I am going to start off by saying…I am not looking for
sympathy, pity or a cheering squad regarding this post. (But cheer me on if you must, I really don’t
mind lol)
The purpose of this post is to openly discuss, that deep
down, single or not, we all have fears.
Some of us struggle with our self image, some of us with self esteem, for
some of us it’s the fear of rejection, hurt, pain, judgement.

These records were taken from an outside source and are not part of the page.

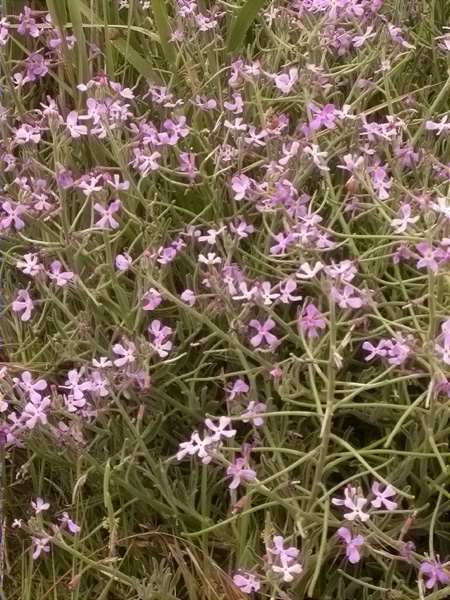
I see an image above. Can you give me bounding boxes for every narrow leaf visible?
[227,0,267,52]
[152,0,175,65]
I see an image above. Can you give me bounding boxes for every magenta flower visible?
[112,340,136,367]
[370,481,398,511]
[298,303,327,339]
[249,319,278,348]
[0,200,27,231]
[94,200,122,229]
[331,284,363,308]
[31,496,50,515]
[176,431,215,465]
[241,400,266,427]
[205,417,236,442]
[416,242,442,273]
[337,527,364,565]
[225,379,250,400]
[142,288,162,311]
[31,536,50,560]
[331,485,370,523]
[267,535,303,583]
[233,570,261,594]
[227,457,256,490]
[11,290,34,321]
[16,252,44,277]
[60,368,92,400]
[274,67,298,94]
[180,289,197,306]
[420,560,450,590]
[20,397,51,429]
[13,371,47,404]
[114,252,133,273]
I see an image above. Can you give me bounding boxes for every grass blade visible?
[227,0,267,52]
[152,0,175,65]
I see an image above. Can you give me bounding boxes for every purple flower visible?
[274,67,298,94]
[298,303,327,338]
[0,200,27,231]
[249,319,278,348]
[142,288,162,311]
[112,341,136,367]
[114,252,133,273]
[94,200,122,229]
[337,527,364,565]
[226,379,250,400]
[331,485,370,523]
[13,371,47,404]
[31,536,50,560]
[11,290,34,321]
[420,560,450,590]
[241,400,266,427]
[233,570,261,594]
[416,242,442,273]
[176,431,215,465]
[20,397,51,429]
[227,457,256,490]
[370,481,398,511]
[205,417,236,442]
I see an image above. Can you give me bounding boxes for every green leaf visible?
[152,0,175,65]
[227,0,267,52]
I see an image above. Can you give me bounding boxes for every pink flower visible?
[112,340,136,367]
[115,252,133,272]
[21,397,51,429]
[274,67,298,94]
[142,288,162,311]
[416,242,443,273]
[180,289,197,306]
[176,431,214,465]
[0,200,27,231]
[205,417,236,442]
[298,303,327,338]
[31,536,50,560]
[11,290,34,321]
[331,285,363,308]
[31,496,50,515]
[267,535,303,583]
[371,481,398,511]
[337,527,364,565]
[331,485,370,523]
[241,400,266,427]
[16,252,44,277]
[420,560,450,590]
[60,368,92,400]
[13,371,47,404]
[249,319,278,348]
[227,458,256,490]
[231,174,254,200]
[94,200,122,229]
[226,379,250,401]
[233,570,261,594]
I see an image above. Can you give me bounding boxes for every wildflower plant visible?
[0,0,450,600]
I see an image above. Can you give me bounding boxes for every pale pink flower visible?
[31,496,50,515]
[11,289,34,321]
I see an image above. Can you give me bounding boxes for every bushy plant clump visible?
[0,0,450,600]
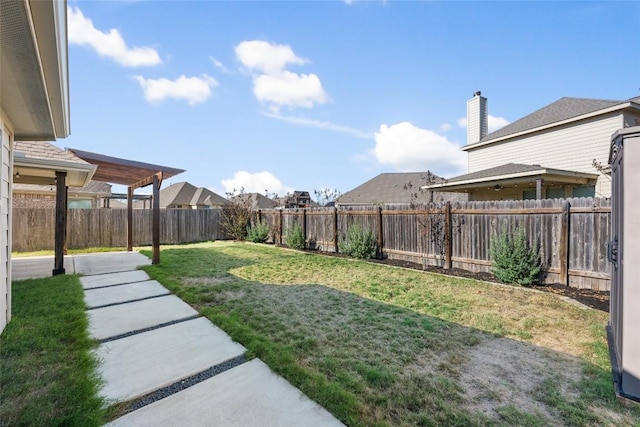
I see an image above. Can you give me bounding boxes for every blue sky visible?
[62,0,640,199]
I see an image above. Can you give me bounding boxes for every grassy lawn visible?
[145,242,640,426]
[0,275,107,426]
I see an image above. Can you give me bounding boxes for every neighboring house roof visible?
[462,97,640,150]
[425,163,598,191]
[13,181,111,197]
[232,193,278,210]
[336,172,460,205]
[160,182,228,208]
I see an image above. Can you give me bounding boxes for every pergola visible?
[69,148,184,264]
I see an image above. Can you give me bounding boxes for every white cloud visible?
[235,40,329,112]
[135,74,218,105]
[374,122,467,176]
[222,171,293,195]
[456,114,511,133]
[235,40,309,74]
[440,123,452,132]
[261,112,373,139]
[209,56,229,74]
[67,7,162,67]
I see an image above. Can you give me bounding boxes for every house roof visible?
[424,163,598,191]
[160,182,228,208]
[336,172,442,205]
[0,0,70,141]
[462,97,640,150]
[13,141,96,187]
[12,181,111,197]
[232,193,278,210]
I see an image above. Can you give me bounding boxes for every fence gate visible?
[607,126,640,401]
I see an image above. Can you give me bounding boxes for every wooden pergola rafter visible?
[67,148,184,264]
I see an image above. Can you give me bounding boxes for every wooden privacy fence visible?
[257,198,611,290]
[12,198,611,290]
[12,208,226,252]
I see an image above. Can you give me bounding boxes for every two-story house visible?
[425,92,640,200]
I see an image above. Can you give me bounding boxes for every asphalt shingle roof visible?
[470,97,640,147]
[13,181,111,197]
[13,141,88,164]
[446,163,596,184]
[336,172,463,205]
[160,182,228,208]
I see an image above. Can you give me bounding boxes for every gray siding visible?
[469,112,625,197]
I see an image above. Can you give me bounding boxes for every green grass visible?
[0,275,107,426]
[145,242,640,426]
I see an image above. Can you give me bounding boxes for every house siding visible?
[468,112,628,197]
[0,116,13,332]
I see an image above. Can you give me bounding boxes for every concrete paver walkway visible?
[13,252,343,426]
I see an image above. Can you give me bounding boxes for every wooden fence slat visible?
[12,198,611,290]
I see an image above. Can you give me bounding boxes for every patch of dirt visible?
[300,247,610,313]
[181,277,231,286]
[460,338,581,420]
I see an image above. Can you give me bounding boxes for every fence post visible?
[278,209,282,245]
[302,209,307,249]
[559,200,571,286]
[378,206,384,259]
[333,207,339,253]
[444,202,453,270]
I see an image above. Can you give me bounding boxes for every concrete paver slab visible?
[107,359,343,427]
[87,295,198,340]
[11,255,75,280]
[84,280,169,308]
[73,252,151,275]
[80,270,149,289]
[96,318,245,404]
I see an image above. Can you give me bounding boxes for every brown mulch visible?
[292,250,609,313]
[370,259,609,313]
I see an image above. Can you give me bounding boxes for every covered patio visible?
[422,163,598,201]
[67,148,184,264]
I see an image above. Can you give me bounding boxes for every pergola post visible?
[127,186,133,252]
[53,171,67,276]
[152,174,160,264]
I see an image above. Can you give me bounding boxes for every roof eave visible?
[421,168,598,191]
[13,153,97,187]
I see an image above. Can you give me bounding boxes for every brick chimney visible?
[467,91,489,144]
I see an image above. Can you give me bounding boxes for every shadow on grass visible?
[140,245,639,426]
[0,275,108,426]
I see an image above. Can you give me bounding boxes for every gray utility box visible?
[607,126,640,401]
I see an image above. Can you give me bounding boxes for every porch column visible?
[53,171,67,276]
[536,178,542,200]
[127,186,133,252]
[151,174,160,264]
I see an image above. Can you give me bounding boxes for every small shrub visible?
[287,224,305,249]
[490,228,541,286]
[247,221,269,243]
[338,225,378,259]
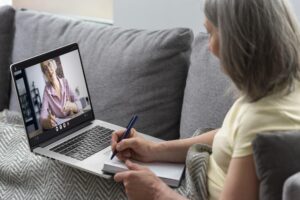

I am about to share mine with you. So, in my always honest and blunt fashion,
here we go.
My first few months of “dating” were more experimentation on
my part. What kind of qualities in a
person do I like, what kind of things will I not tolerate and who I am as a
single mother. A strange, scary, bizzare
trial and error to find out what I need.
Mistakes were made…more than I care to think about and the growing pains
that come along with this new life of mine have taught me many lessons. Through
these lessons I became fully aware of my tendency to sabotage any new person I saw
after the second date. There was a
purpose behind that. The voice in my
head said, “stop this now before they find out who you really are and dump you
first.” A get them before they get you
attitude gets you nowhere fast and not only are you nowhere, you’re alone. Needless to say, I wasn’t ready and I am not
sure I am even ready now. Now that the
novelty of “dating” has worn off, I find myself wanting something more, or
should I say someone more. It’s only
natural I suppose to graduate from testing the waters to getting into a
committed relationship at some point…but truth be told, I am scared to death.
We all show the world who we want them to see. For me, it’s a strong willed, funny, confident,
independent woman. That’s the face I
choose for all of you to see. I am
actually all those things.
However, underneath that face is a woman who is scared she
will never be enough. A woman who was so
caught up in putting everyone else first that she became resentful and
bitter. A woman who cries (a lot)
because no matter how hard she tries, she hears the harsh words said to her,
still lingering in her head. A woman who could never do enough, clean enough,
work enough, be enough, tolerate enough to make a marriage work. A woman who, no matter how hard she tries to
make everyone think she’s ok, is wondering why on earth anyone would choose her
or what she has to offer.
I am fully aware these thoughts were put into my head during
the long road to my marriage breakdown…nevertheless…if I think too much I start
to wonder if they are true. I think we
all have our moments of self-doubt. Not
to worry…these thoughts don’t consume me.
Forget about my abandonment issues (my shrink and I deal
with that) but sometimes I wonder…if the person who knew me better than anyone,
the person who promised to love me until death do us part could walk away… why
wouldn’t someone else do the same. That’s
the risk you take I suppose. But let me
tell you a secret…I am not a risk taker.
I like comfort, security and knowing…perhaps why this whole process has
been difficult for me.
I focus everyday on putting positive energy out into the
universe…I firmly believe in the law of attraction. It does work, trust me and
98% of the time I remain optimistic, but, being human, there are moments when I
panic. Is there someone out there who
will embrace a scared, thirty something single mother with huge trust
issues? Is there someone really willing
to take on my sensitive heart? Is there
someone who will understand my fierce devotion to my children? Someone who will understand my insane need
for approval? Someone who will still
want to wake up beside me years from now?
Someone who will see that the strong willed pain in the ass needs a
gentle spirit to calm her? I know what
you’re thinking…these are my issues and rest assured I am not looking for
someone to “change” me. These are the
things that make me who I am as much as the positive qualities. A balance of light and dark if you will. What scares me most is that once a new person
gets past the “face” I put on and sees the real me…what will they think? Will they go running for the hills or will
they embrace the person that I am? Insecurities
and all?
I know I am not alone in this. We all have our fears and hang ups. We all
want to be accepted for who we are and that includes the bits of us that we
work so hard to hide. It really is a shame that we spent so much of
our energy pretending that life is always rosy.
It’s during these moments of self-doubt that I wish other people would say
“hey me too.” So, that’s what I am
doing. To all of you, who need to hear
it, who need to know you’re not alone, “hey me too.”
Perhaps it’s time I get beyond the second date.